Il lascito di padre Sylvain Urfer (nonostante l’espulsione)

Agli inizi di dicembre il Madagascar – specie il mondo della cultura – ha pianto la morte del gesuita francese 80enne, Sylvain Urfer. Il religioso della Compagnia di Gesù viveva dal 1974 nell’Isola rossa; qui, nel corso dei decenni, ha svolto attività d’insegnamento, ha scritto, o curato, numerosi libri di argomento storico o politico – molti dedicati alla patria di adozione – e soprattutto ha fondato o animato associazioni culturali note ancor oggi. Come ad esempio il Centre Foi et justice, comprensivo di un centro studi dedicato al Madagascar, un’importante biblioteca, e una casa editrice. Né si può tralasciare il Sefafi (Observatoire de la vie publique): un think tank dedicato alla politica malgascia e alle sue degenerazioni.
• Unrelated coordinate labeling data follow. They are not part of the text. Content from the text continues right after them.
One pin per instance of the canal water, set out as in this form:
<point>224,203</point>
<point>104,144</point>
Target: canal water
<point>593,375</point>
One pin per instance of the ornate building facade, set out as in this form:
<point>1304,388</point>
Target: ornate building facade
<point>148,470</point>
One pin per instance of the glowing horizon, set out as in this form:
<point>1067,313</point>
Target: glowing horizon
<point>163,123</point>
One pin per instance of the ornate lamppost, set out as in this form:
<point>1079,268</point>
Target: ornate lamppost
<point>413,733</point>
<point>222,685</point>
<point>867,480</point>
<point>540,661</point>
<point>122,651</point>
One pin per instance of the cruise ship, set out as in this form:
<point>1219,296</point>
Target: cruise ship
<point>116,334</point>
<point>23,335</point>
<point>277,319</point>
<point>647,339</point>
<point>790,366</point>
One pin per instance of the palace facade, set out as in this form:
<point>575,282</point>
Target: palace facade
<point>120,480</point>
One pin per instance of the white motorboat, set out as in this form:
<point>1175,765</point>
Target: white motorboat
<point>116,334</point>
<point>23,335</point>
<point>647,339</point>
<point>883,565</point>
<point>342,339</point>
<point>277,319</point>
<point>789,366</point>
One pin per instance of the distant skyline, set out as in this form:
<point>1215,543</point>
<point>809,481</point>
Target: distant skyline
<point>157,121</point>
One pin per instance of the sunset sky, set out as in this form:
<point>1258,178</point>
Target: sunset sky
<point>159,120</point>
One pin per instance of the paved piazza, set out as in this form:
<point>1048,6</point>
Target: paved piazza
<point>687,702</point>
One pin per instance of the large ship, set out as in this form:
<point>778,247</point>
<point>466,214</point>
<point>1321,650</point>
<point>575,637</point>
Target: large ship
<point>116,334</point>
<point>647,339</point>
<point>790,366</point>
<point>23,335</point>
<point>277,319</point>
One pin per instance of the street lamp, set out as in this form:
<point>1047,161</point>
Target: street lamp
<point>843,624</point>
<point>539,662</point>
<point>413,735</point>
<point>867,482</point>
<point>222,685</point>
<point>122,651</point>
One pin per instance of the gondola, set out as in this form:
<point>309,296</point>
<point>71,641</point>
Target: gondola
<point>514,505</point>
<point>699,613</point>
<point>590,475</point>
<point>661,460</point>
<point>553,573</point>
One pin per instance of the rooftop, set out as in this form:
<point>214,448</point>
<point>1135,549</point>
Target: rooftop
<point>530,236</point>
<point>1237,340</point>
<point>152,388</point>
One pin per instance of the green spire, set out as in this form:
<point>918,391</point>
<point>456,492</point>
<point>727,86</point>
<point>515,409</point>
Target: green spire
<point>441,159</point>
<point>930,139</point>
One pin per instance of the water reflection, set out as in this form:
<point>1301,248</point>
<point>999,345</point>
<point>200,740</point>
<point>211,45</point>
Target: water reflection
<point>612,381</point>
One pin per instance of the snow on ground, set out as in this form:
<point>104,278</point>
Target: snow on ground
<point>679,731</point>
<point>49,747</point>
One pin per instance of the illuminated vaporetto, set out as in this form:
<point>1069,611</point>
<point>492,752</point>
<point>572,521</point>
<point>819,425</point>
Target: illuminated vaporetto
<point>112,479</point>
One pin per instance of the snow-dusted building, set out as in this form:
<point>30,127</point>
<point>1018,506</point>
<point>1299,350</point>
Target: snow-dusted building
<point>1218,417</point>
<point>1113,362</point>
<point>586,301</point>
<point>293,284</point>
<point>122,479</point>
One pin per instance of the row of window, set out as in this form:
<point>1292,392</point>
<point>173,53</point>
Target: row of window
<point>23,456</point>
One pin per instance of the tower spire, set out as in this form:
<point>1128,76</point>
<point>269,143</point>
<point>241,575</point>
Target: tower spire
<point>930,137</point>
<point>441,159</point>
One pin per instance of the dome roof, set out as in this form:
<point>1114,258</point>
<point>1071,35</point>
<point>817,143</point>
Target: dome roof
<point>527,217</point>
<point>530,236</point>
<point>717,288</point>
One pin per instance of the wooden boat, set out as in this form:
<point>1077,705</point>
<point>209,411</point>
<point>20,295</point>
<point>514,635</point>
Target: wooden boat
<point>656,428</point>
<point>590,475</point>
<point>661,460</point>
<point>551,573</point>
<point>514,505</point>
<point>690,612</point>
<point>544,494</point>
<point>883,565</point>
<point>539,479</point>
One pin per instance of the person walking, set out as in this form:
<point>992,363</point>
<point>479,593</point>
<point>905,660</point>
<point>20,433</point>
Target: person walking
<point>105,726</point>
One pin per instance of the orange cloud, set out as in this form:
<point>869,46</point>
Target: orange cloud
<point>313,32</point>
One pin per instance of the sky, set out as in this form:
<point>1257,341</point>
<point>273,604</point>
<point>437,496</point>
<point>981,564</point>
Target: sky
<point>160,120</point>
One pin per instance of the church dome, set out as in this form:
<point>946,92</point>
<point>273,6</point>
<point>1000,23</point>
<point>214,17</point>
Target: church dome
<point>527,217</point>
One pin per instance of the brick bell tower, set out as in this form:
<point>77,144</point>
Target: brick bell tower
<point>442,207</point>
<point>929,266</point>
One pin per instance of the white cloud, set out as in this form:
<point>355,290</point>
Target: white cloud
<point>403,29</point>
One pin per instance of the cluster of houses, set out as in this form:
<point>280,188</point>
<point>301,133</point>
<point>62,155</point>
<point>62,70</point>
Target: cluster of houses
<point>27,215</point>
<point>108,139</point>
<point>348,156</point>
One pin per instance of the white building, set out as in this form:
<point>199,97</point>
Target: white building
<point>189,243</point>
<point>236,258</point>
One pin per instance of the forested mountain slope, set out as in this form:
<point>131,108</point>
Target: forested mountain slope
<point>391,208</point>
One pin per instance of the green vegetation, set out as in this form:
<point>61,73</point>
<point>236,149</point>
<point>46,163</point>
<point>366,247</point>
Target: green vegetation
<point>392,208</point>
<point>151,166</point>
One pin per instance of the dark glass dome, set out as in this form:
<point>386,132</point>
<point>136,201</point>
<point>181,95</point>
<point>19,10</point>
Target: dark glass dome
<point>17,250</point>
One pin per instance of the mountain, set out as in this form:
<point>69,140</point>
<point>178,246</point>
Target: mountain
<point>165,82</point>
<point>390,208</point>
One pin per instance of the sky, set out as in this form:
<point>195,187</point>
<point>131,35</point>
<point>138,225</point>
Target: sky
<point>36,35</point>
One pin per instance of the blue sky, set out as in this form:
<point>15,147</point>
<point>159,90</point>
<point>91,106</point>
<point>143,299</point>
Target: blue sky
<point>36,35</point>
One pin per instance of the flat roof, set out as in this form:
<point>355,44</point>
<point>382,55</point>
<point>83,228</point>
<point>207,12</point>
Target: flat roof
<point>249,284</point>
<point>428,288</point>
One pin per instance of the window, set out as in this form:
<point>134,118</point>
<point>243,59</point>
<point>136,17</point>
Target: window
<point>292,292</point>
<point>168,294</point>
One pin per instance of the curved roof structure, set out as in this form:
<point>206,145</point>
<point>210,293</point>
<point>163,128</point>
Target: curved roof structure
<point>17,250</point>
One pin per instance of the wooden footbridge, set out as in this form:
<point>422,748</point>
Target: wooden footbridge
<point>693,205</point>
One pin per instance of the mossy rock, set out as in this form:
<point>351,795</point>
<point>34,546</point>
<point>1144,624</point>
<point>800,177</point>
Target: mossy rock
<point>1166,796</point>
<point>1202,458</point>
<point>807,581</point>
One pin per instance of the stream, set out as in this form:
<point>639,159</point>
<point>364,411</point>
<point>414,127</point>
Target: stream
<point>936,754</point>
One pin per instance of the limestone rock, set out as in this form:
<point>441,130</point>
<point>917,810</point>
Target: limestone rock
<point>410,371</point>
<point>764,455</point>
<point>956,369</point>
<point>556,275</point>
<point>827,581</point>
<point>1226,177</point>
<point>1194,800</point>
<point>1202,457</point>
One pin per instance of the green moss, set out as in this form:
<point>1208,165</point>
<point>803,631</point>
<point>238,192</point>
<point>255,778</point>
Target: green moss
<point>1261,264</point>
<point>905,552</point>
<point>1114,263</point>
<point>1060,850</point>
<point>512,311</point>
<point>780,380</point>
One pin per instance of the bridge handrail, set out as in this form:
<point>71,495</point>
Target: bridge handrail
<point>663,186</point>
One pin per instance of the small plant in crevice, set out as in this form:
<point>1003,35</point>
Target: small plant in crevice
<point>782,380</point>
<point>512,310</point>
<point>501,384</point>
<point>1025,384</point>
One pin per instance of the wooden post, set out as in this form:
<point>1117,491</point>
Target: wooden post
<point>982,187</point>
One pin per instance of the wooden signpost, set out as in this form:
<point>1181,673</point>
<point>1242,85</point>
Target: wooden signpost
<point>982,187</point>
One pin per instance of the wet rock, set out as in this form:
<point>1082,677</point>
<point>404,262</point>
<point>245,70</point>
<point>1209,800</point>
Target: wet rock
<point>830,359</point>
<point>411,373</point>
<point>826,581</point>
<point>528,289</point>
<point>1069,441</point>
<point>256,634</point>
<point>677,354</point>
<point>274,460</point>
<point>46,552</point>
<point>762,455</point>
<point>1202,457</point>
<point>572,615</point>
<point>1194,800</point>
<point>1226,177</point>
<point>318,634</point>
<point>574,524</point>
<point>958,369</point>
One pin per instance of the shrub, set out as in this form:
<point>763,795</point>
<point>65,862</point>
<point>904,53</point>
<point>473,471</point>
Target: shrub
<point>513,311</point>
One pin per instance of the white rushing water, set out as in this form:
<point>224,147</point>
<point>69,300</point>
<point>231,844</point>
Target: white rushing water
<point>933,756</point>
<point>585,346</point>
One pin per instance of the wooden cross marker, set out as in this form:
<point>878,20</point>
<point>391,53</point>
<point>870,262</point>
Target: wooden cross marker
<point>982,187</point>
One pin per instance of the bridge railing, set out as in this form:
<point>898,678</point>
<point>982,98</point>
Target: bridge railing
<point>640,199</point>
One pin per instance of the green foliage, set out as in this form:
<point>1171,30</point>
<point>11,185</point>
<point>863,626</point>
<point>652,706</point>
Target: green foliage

E proprio gli attacchi contro la corruzione del Governo Ravalomanana, ne causarono, nel maggio 2007, l’espulsione dal Paese. Poté ritornarvi solo nel novembre 2009, quando la misura fu annullata dall’Haute autorité de transition, guidata da Andry Rajoelina. L’ultima sua fatica editoriale è “Histoire de Madagascar. La construction d’une nation”: nel libro, da lui curato, si trovano contributi di Philippe Beaujard, Gabriel Rantoandro, Manassé Esoavelomandroso, Helihanta Rajaonarison, e Faranirina Rajaonah. Ricordiamo poi, tra gli altri titoli, “L’espoir et le doute” del 2000, “Le doux et l’amer” del 2003, e “Madagascar, une culture en péril”, del 2012.